Bullhead, from first-time feature director Michaël R. Roskam, centers on a contemptuous, troubled cattle farmer who is dragged into Belgium’s bovine hormone mafia underworld. Lead actor Matthias Schoenaerts (pictured above) packed on 60 pounds of muscle for the complex, acclaimed role. The film made such an impression at Cannes that League lobbied “fiercely” to include it in the lineup for his venue's annual Fantastic Fest, despite its wide perception among viewers and industry alike as a sci-fi/horror/Asian genre showcase.

“We had to really convince them to show it at the festival," League told Movieline in a recent interview. "And it was after the festival and the great response that it had from our audience that we decided we wanted to make an offer on it for the label."

"The label," of course, is Drafthouse Films, a venture that grew out of the festival, which itself had been an evolution from programming the Alamo Drafthouse Cinema -- the Austin-based theater chain that League co-founded with his wife, Karrie, in 1997. The impresario saw distribution as a natural next step, commencing in 2010 with director Chris Morris's suicide-bomber satire Four Lions. “We realized that a lot of these films really didn’t have an opportunity to find a great home for U.S. distribution,” League said. “So we thought we were building an audience with the festival and we might as well build a label to walk alongside it with the same sensibilities.” (Incidentally, Four Lions had closed Austin's flagship film fest, South by Southwest, six months earlier.)

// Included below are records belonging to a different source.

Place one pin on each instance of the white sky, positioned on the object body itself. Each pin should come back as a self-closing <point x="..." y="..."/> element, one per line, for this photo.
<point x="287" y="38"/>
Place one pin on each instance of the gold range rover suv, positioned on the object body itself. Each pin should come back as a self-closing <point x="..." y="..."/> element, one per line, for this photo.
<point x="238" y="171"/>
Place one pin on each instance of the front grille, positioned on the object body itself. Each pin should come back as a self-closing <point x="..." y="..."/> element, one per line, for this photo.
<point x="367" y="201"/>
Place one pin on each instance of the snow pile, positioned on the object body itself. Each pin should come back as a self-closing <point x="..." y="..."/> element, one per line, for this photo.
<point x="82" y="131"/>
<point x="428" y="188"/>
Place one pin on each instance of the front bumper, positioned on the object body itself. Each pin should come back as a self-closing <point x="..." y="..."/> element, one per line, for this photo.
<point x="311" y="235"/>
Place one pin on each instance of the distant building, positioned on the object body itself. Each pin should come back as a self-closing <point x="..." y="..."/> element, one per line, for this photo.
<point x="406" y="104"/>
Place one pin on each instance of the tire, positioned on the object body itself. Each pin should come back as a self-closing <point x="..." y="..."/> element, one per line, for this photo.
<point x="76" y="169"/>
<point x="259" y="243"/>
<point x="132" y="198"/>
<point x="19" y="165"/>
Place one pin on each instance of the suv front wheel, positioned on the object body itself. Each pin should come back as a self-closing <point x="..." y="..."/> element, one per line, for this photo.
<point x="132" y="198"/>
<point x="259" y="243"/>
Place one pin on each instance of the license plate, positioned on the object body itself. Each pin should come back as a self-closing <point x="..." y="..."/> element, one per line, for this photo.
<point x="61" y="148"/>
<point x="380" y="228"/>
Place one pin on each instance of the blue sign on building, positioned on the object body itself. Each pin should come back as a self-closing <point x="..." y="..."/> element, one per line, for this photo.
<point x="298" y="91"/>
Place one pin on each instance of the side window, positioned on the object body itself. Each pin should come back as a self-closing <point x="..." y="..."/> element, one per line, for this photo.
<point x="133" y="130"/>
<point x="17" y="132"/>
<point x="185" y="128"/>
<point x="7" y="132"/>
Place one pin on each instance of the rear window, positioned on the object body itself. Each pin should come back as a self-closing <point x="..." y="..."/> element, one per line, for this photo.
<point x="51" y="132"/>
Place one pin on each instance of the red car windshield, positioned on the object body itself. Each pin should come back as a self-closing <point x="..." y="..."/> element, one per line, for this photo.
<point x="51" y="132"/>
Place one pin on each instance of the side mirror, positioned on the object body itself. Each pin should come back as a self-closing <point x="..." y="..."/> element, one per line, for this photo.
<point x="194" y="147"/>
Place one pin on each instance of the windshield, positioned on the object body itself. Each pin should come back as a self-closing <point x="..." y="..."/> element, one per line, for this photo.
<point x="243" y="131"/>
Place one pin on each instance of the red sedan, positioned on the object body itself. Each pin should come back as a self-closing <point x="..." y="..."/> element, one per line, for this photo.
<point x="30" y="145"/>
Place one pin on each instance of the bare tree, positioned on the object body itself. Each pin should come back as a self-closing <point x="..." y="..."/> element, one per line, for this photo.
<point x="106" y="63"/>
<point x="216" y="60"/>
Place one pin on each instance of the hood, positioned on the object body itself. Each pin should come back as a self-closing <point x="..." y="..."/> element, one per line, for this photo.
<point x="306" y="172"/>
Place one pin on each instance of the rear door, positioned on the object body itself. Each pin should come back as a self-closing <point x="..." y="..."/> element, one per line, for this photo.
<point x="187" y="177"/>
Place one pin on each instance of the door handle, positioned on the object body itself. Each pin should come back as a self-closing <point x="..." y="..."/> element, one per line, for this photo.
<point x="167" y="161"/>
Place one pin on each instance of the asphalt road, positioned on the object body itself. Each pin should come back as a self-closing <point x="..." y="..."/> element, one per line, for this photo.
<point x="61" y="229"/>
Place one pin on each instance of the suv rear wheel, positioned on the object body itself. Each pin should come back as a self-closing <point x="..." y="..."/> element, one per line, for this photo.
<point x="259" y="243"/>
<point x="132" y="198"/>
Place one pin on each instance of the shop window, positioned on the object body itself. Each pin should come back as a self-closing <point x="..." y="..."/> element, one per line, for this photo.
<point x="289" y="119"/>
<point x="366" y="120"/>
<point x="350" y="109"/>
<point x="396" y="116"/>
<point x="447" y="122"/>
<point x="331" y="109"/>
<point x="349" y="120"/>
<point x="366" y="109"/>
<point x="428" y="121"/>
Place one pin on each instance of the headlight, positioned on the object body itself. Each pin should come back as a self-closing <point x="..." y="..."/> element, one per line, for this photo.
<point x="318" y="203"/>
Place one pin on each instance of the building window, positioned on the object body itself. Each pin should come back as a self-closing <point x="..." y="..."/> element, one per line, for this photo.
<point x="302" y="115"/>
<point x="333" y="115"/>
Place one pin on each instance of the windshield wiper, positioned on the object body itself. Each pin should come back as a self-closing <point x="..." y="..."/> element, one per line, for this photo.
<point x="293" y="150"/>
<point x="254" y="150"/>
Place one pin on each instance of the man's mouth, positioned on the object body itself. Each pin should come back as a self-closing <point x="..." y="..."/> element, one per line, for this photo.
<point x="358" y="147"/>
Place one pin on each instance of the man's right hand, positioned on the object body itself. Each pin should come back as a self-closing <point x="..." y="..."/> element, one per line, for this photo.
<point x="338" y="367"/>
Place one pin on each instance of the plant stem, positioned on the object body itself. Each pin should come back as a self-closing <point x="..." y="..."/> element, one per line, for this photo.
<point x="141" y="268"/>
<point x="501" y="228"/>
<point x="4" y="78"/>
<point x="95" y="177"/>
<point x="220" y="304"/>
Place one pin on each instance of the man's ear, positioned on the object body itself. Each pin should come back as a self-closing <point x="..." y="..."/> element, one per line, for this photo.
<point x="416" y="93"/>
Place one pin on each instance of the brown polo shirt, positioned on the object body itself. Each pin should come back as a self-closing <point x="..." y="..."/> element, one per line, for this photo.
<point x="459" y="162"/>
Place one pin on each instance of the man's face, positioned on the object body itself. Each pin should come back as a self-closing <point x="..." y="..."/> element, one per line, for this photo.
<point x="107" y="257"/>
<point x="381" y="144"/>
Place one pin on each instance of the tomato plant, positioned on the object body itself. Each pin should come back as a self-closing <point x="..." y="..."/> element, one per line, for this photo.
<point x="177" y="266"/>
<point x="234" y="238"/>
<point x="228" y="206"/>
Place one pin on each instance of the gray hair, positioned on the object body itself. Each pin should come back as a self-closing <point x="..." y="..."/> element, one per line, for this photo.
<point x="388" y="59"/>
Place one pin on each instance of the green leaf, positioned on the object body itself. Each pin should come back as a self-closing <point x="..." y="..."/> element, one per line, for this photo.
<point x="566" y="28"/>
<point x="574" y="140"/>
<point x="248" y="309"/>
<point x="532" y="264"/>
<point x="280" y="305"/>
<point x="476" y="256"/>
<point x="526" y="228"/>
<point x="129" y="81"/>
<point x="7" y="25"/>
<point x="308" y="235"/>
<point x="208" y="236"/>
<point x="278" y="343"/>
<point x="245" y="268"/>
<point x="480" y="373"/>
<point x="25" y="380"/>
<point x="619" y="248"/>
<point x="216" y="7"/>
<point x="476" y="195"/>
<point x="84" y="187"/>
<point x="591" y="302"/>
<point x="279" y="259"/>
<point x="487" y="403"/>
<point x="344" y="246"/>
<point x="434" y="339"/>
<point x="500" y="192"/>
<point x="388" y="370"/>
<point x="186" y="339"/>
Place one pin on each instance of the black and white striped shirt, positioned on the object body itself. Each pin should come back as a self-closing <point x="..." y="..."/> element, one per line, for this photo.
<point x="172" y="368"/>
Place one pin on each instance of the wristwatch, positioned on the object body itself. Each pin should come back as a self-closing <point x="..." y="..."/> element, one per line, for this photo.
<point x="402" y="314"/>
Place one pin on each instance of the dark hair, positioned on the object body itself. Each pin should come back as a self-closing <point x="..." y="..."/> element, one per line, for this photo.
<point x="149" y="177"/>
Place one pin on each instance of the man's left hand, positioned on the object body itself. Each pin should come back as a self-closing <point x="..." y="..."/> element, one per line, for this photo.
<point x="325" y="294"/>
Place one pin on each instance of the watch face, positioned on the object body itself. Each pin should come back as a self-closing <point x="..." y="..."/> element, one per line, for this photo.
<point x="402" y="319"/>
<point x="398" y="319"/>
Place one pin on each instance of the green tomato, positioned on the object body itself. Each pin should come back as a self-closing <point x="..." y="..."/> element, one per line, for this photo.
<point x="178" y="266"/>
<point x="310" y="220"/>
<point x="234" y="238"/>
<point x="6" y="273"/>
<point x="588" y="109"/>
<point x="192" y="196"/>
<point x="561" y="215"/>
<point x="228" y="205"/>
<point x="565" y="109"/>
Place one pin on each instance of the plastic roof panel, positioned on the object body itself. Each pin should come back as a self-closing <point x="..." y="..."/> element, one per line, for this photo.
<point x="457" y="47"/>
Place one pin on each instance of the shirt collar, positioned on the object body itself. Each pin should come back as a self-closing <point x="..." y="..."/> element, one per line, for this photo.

For its second release, the distributor gave Bullhead a U.S. home and entered the Foreign-Language Oscar race in one fell swoop. “We really loved Bullhead, and there was just a strange set of circumstances that fell into place where we expressed our interest, and before we had the contract done it was Belgium’s official entry to the Academy Awards, which kick-started the process,” League said. “But even still, we knew we were a long shot. It’s been wild to see it fall into place.”

The Drafthouse team was at Sundance last month when the good news came through.

"We were watching the announcement live on television," League said. "And we got the nomination, and we celebrated and had a glass of champagne, then everybody just hunkered down at their computers for about five hours and set a lot of wheels in motion. We had to put the trailer together, the poster together, the ad campaign. We had to hire a bunch of folks to help us out with the process.”

Those hires were made from preparations the team had already done for the film’s distribution, but the nomination sped up the process. Drafthouse Films plans to release six films a year theatrically and on VOD, but it isn’t following a set model each time. It has three films planned for this year so far: Bullhead, the subversive comedy Clown and SXSW favorite The FP.

Meanwhile, League admits Bullhead is an underdog at the Oscars -- particularly against A Separation, the Golden Globe-winning Iranian film that’s also up for best screenplay. Nevertheless, he says, it’s a category that has seen upsets and surprises. The Drafthouse team will be in Los Angeles to support the film on Feb. 26, throwing a Bullhead party on Oscar night. “Win or lose, we’re super happy to be a part of it,” League said.

Bullhead will be released in New York, Los Angeles and Austin on Feb. 17, with further expansion to come ahead of the Oscars.